Odylo Costa, filho, o melhor amigo que tive em minha vida, fez uma carta recomendando-me a Gilberto Amado, que era, desde sua criação em 1948, a figura central da Comissão de Lei Internacional e um dos homens poderosos da ONU. Apresentei-me a Gilberto e entreguei a carta. Ele, sem me dar qualquer chance de falar, perguntou-me: “Você sabe por que eu não fui ministro do Supremo Tribunal Federal?” Respondi-lhe, evidentemente, “Não.” “Por causa da minha comadre Nazareth” (que era esposa de Odylo). E continuou: “O Getúlio me chamou ao Catete e me convidou: ‘Gilberto, quero fazê-lo ministro do STF. Você, grande escritor e jurista, irá marcar com sua presença aquele Tribunal.’” Eu estava estarrecido, sem entender essa conversa sem pé nem cabeça. Ele prosseguiu: “‘Presidente, não posso aceitar, de maneira alguma.’ ‘Por quê?’, indagou-me Vargas. ‘Por um fato afetivo intransponível: uma santa, a minha comadre Nazareth.’ ‘E quem é Nazareth?’, perguntou-me Vargas. Respondi: ‘É uma criatura admirável, a melhor que Deus colocou na face da Terra. E eu não posso aceitar um cargo em que, um dia, eu não possa atender a um pedido da minha comadre Nazareth. E logo, presidente, por motivos de Justiça.’” Deu Gilberto Amado uma boa gargalhada e começamos uma amizade que foi estreita e carinhosa até o fim de sua vida.
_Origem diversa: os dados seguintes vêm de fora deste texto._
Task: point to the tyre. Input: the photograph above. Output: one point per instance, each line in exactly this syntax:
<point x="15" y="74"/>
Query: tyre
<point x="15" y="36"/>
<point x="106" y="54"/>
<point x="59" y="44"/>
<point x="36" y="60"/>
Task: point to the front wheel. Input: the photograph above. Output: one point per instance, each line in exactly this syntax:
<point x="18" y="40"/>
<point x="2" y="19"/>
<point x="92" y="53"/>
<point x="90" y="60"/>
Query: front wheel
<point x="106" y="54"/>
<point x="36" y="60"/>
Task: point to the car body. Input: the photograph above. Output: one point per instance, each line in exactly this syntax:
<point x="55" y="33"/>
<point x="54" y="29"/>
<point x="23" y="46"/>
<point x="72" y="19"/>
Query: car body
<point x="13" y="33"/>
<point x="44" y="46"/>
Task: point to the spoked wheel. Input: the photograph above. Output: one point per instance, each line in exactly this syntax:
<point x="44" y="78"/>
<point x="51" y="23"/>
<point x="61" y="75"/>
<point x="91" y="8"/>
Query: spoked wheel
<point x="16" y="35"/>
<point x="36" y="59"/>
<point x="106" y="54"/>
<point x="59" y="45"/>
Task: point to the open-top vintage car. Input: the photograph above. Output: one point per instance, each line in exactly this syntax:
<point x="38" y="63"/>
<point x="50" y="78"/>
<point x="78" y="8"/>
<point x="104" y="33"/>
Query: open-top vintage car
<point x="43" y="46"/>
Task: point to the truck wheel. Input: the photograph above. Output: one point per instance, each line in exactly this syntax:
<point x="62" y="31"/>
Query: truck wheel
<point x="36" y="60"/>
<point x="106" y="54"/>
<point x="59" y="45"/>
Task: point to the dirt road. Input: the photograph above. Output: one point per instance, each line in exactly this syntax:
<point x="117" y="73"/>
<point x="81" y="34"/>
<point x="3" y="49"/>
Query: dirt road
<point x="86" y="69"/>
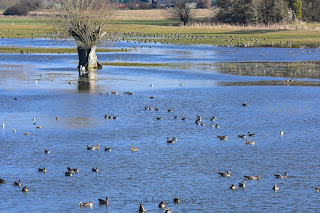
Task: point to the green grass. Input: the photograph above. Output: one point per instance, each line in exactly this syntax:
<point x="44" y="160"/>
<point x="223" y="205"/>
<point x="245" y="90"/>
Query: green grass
<point x="29" y="27"/>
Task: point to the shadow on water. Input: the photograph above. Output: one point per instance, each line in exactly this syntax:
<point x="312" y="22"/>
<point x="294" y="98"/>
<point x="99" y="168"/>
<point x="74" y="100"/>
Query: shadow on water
<point x="87" y="81"/>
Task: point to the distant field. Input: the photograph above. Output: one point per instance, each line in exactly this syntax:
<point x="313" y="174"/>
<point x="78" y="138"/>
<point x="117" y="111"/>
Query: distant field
<point x="159" y="25"/>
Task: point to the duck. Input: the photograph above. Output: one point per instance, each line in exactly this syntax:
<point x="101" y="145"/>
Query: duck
<point x="44" y="170"/>
<point x="87" y="204"/>
<point x="162" y="205"/>
<point x="17" y="183"/>
<point x="250" y="142"/>
<point x="68" y="174"/>
<point x="251" y="134"/>
<point x="223" y="137"/>
<point x="225" y="174"/>
<point x="141" y="208"/>
<point x="170" y="141"/>
<point x="102" y="201"/>
<point x="275" y="187"/>
<point x="134" y="149"/>
<point x="176" y="200"/>
<point x="25" y="189"/>
<point x="243" y="184"/>
<point x="252" y="177"/>
<point x="282" y="176"/>
<point x="168" y="210"/>
<point x="233" y="186"/>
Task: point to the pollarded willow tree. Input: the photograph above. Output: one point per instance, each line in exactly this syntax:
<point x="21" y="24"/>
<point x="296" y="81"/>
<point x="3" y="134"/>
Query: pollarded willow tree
<point x="85" y="21"/>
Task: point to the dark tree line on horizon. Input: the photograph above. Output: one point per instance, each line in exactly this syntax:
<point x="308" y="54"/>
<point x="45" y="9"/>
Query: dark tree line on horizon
<point x="267" y="11"/>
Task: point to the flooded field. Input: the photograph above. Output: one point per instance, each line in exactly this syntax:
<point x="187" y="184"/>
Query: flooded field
<point x="47" y="86"/>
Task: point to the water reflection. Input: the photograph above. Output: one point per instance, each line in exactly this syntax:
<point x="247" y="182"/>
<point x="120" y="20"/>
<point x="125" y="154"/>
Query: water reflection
<point x="87" y="81"/>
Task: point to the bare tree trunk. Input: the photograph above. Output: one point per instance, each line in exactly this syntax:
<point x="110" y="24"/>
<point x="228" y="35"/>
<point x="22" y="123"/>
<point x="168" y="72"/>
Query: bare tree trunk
<point x="88" y="58"/>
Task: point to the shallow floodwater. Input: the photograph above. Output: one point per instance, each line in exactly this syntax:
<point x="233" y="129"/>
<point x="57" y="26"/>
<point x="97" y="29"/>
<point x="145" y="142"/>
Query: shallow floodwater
<point x="48" y="86"/>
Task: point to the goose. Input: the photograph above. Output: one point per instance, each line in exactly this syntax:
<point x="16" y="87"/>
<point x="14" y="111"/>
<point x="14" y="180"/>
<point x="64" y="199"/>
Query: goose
<point x="227" y="174"/>
<point x="251" y="134"/>
<point x="275" y="187"/>
<point x="102" y="201"/>
<point x="44" y="170"/>
<point x="134" y="149"/>
<point x="162" y="205"/>
<point x="168" y="210"/>
<point x="252" y="177"/>
<point x="17" y="183"/>
<point x="250" y="142"/>
<point x="176" y="200"/>
<point x="243" y="184"/>
<point x="233" y="186"/>
<point x="25" y="189"/>
<point x="282" y="176"/>
<point x="87" y="204"/>
<point x="141" y="208"/>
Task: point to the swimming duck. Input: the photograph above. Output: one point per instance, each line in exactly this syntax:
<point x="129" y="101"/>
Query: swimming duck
<point x="162" y="205"/>
<point x="252" y="177"/>
<point x="176" y="200"/>
<point x="87" y="204"/>
<point x="282" y="176"/>
<point x="25" y="189"/>
<point x="227" y="174"/>
<point x="134" y="149"/>
<point x="250" y="142"/>
<point x="251" y="134"/>
<point x="233" y="186"/>
<point x="68" y="174"/>
<point x="170" y="141"/>
<point x="168" y="210"/>
<point x="17" y="183"/>
<point x="243" y="184"/>
<point x="102" y="201"/>
<point x="275" y="187"/>
<point x="223" y="137"/>
<point x="141" y="208"/>
<point x="44" y="170"/>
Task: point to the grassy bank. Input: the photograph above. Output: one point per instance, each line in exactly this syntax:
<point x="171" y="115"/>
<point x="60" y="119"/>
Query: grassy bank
<point x="156" y="25"/>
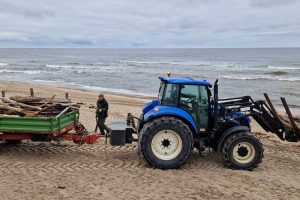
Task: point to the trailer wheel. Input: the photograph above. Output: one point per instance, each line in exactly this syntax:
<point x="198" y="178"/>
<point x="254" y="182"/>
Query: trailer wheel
<point x="242" y="151"/>
<point x="13" y="141"/>
<point x="166" y="142"/>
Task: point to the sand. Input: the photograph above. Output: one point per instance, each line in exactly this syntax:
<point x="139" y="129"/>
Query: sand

Quando Nazareth faleceu, em 2005, sua ausência somou-se à de Odylo, que morrera em 1979, aos 64 anos, cedo demais. A casa de Nazareth e Odylo em Santa Teresa, onde viviam com sua bela família de oito filhos, era o último grande salão literário do Brasil. Ali, os jantares ficaram célebres, com Carlos Drummond, Manuel Bandeira, Afonso Arinos, Guimarães Rosa, Pedro Nava, Rachel de Queiroz, José Olympio, Prudente de Morais Neto, Peregrino Junior, José Américo de Almeida, Gilberto Freyre, Jorge Amado, Carlos Chagas Filho, Osório Borba, Eneida, Otto Lara Resende, Castelinho, Villas Boas e muitos outros. Aquelas noites eram mais brilhantes do que as estrelas que ali estavam. Conheci, então, a todos. De muitos fiquei amigo e guardei o viver como um verbo que só se conjuga no presente, sendo passado.

Odylo foi um dos maiores escritores e jornalistas brasileiros, o poeta que renovou, entre nós, o soneto. Seu “Soneto da Fidelidade” é um monumento ao amor fiel. O último terceto é: “E de tal forma o próprio ser humano / Mudou-se em nós que nada mais separa / O que era dois e hoje é apenas um”. A união exemplar ficou perpetuada numa rua de São Luís: “Rua de Nazareth e Odylo”.

Nazareth era uma menina da Escola Normal de Teresina que Odylo buscara para carinho, tranquilidade e a doce presença humana que marcou a sua vida e a de todos que a conheceram com a sua bondade. Hoje são “apenas um” no Céu — tenho certeza disso — entre os anjos que Nazareth desenhou e Odylo cantou, lembrando as histórias do Maranhão e do Piauí.